I stole my grandfather’s shirt last spring. I took it right
out of his closet, hoping it would smell like him.
It didn’t. It didn’t smell like anything really; maybe there
was a whiff of the detergent my grandmother liked to use, but that was about
it. I was disappointed; I’d been hoping for something characteristic, some
scent I could recognize that embodied my grandfather. I didn’t know what that
scent would be, but I wanted it nonetheless. I wanted sensory proof of his
existence, of what he meant to me. I didn’t get it.
My grandfather died several months ago, in the spring of my
senior year of high school. It was a sudden and solitary death. We got a call
one night that my grandmother had found him unconscious in the basement where
he liked to work on his carpentry projects. She’d called 911 immediately and
for a tense half hour there was silence on the line. We tried to finish our dinner,
an hour and a half away from where my grandparents lived, but we were totally
useless.
“It’s probably just a fall,” I suggested. “He’ll
be fine.”
Then we got another call, this time announcing his death. I
heard my father crying that night on the other side of the apartment, and was
profoundly unsettled. I didn’t know how to process the information. We saw my
grandparents infrequently – every month or two, if that – and so the fact that
he was no longer alive was impossible to understand.

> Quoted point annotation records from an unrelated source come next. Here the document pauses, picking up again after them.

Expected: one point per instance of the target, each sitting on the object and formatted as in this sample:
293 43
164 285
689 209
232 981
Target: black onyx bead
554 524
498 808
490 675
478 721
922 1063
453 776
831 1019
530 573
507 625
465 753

My grandfather and I had always been close – in his way. He
had built birdhouses with me, taught me tennis, made dolls out of wood for me. Most
of the time we’d spent together had some sort of connection to action, whether
that meant physical activity or creating something. He was always in motion,
fixing a dresser or painting an antique for my grandmother to sell at her
store. I suppose it was only fitting that the shirt I took from his closet was
his work shirt: Denim and baggy, covered in splotches of paint. It felt almost like
a relic, a monument commemorating his presence on earth.

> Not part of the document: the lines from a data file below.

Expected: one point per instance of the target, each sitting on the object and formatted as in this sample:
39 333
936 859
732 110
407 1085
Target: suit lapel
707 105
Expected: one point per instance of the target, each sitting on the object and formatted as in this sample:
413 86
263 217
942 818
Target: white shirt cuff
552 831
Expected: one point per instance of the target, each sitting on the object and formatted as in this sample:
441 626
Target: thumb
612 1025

Of course, I didn’t actually steal the shirt. My grandmother
had offered. “Take anything you want,” she said when I visited with my cousins,
only a few days after the death. “I’m giving anything that’s left to Salvation
Army.”
Yet there was still something sacrilegious about digging
through his closet for things to take, that horrible feeling of stealing from a
loved one. I kept waiting for him to come around the corner and ask why we were
looking through his clothes.
The duality of clothing is, I think, something
we all understand. On the one hand, my grandfather’s shirt is just a shirt – a
wardrobe item, a piece of cloth. When I wear it over a floral dress it looks
like something I could have picked up at a thrift store. And yet it means so much
more to me than that. His shirt has its own emotional memories – the feel of my
grandfather’s all-encompassing goodbye hugs, his warmth, the many small ways he
let me know he was proud of me. It’s a comfort I am sometimes starved of at
college, a place where I have no history at all. The shirt is a reminder of a
person I loved, but also the person I was when he was still alive - a person
who made her family proud. The shirt represents an important piece of my personal
history, whether it smells like my grandfather or not.